Menurut Rosi, agenda audiensi tersebut sangat penting karena pihaknya menemukan sejumlah indikasi kelemahan dalam sistem rekrutmen petugas pencacah yang berpotensi menimbulkan konflik kepentingan (conflict of interest).
Federasi Taman Juang menyoroti adanya petugas pencacah yang ditempatkan di desa asalnya sendiri, serta keterlibatan aparatur desa sebagai petugas pendataan lapangan.
Untuk mengantisipasi adanya intervensi politik lokal maupun subjektivitas data, Rosi mengusulkan agar BPS Pamekasan menerapkan sistem zonasi silang antarwilayah dalam penugasan personel pencacah.
"Kami mengusulkan sistem silang, sebagai contoh, misalnya petugas dari Desa Konang sebaiknya ditempatkan di wilayah Kecamatan Pademawu, begitu pula sebaliknya, semisal petugas dari Palengaan ditempatkan di Galis, dengan begitu, objektivitas data dapat lebih terjamin," ujarnya.

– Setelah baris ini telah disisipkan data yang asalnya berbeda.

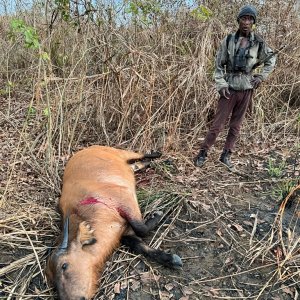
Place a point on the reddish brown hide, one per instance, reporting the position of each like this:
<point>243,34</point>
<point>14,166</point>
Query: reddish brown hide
<point>98,202</point>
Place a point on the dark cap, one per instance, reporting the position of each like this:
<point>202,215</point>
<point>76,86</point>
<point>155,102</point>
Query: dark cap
<point>248,10</point>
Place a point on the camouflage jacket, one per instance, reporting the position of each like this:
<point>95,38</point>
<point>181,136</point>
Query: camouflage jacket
<point>258,51</point>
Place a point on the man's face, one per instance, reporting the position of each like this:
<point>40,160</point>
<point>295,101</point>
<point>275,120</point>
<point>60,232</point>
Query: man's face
<point>245,24</point>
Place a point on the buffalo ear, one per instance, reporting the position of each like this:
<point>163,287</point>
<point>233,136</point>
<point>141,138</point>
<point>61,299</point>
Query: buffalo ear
<point>86,234</point>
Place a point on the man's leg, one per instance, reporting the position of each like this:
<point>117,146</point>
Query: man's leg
<point>223,112</point>
<point>243,98</point>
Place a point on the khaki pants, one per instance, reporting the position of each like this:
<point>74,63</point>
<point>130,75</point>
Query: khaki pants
<point>235,108</point>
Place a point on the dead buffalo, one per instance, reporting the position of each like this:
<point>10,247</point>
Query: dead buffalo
<point>99,209</point>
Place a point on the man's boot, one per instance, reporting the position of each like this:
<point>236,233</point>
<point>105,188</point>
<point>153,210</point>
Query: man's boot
<point>200,158</point>
<point>225,158</point>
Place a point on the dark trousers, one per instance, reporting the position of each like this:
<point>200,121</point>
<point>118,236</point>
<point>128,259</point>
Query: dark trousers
<point>236,106</point>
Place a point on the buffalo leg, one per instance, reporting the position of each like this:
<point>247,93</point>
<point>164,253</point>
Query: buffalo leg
<point>142,228</point>
<point>138,246</point>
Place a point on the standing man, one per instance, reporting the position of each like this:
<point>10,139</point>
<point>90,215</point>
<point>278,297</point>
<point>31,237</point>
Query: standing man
<point>236,59</point>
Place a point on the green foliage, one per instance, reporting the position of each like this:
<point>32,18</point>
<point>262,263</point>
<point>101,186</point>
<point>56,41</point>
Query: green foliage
<point>31,111</point>
<point>8,88</point>
<point>19,27</point>
<point>63,6</point>
<point>201,13</point>
<point>275,170</point>
<point>143,10</point>
<point>45,56</point>
<point>283,189</point>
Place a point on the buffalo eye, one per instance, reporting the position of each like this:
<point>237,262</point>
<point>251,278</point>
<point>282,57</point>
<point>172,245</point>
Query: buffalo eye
<point>64,266</point>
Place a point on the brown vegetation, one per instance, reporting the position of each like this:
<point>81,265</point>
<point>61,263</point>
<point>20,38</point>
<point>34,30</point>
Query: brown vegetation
<point>149,86</point>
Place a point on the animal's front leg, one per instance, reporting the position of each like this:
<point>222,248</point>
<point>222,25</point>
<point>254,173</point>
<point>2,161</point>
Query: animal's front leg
<point>138,246</point>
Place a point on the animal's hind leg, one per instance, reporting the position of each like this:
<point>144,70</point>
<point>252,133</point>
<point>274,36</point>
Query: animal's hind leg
<point>138,246</point>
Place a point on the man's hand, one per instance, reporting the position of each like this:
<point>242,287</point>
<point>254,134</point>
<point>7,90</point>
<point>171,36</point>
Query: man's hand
<point>256,82</point>
<point>224,92</point>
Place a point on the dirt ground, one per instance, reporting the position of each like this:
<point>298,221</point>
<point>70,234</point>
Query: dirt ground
<point>221,223</point>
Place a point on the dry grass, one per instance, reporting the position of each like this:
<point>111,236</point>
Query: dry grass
<point>151,88</point>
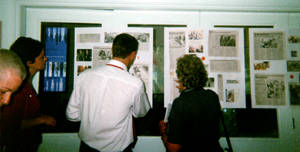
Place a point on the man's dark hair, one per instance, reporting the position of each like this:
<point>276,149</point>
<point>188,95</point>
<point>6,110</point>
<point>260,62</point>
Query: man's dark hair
<point>27,48</point>
<point>123,45</point>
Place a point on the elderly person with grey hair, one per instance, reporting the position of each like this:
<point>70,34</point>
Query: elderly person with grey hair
<point>12,73</point>
<point>194,121</point>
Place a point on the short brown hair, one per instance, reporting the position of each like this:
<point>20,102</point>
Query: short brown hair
<point>123,45</point>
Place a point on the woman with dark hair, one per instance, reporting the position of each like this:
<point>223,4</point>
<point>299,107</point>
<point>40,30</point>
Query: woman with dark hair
<point>33,56</point>
<point>193,124</point>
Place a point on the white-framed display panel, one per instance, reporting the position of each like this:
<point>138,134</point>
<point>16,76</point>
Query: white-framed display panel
<point>275,69</point>
<point>285,142</point>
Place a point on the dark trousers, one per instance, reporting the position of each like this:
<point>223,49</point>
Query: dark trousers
<point>86,148</point>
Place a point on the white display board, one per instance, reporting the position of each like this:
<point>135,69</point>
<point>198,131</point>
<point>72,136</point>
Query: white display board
<point>268,68</point>
<point>293,66</point>
<point>222,52</point>
<point>93,48</point>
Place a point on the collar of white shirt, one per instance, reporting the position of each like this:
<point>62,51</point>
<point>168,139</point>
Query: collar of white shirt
<point>118,64</point>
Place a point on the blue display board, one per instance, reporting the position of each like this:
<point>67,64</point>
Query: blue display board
<point>56,52</point>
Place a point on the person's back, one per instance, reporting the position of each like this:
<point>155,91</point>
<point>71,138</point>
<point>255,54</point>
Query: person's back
<point>106,108</point>
<point>106,98</point>
<point>200,114</point>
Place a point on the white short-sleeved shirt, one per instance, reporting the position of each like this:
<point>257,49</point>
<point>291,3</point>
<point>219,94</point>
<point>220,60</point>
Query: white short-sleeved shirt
<point>104,99</point>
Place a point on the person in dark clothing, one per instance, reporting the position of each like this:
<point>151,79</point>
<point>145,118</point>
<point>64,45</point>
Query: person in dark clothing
<point>194,121</point>
<point>29,136</point>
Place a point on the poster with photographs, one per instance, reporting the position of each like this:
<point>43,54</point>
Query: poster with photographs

Ia menambahkan, ketidakakuratan data di lapangan diduga telah berdampak pada munculnya keluhan masyarakat terkait perubahan data penerima bantuan sosial (bansos) dan kepesertaan BPJS salah satu temuannya adalah adanya warga kurang mampu berstatus janda yang namanya terhapus dari daftar penerima bantuan.
Rosi menegaskan, apabila Kepala BPS Pamekasan tetap tidak bersedia membuka ruang dialog dan memberikan penjelasan resmi hingga beberapa hari ke depan, pihaknya akan mengerahkan massa untuk melakukan aksi demonstrasi pada hari Kamis.
Sementara itu, hingga berita ini diturunkan, pihak BPS Kabupaten Pamekasan belum memberikan keterangan resmi maupun konfirmasi terkait ketidakhadiran pejabat saat rencana audiensi tersebut maupun mengenai tudingan miring dalam proses rekrutmen petugas pencacah.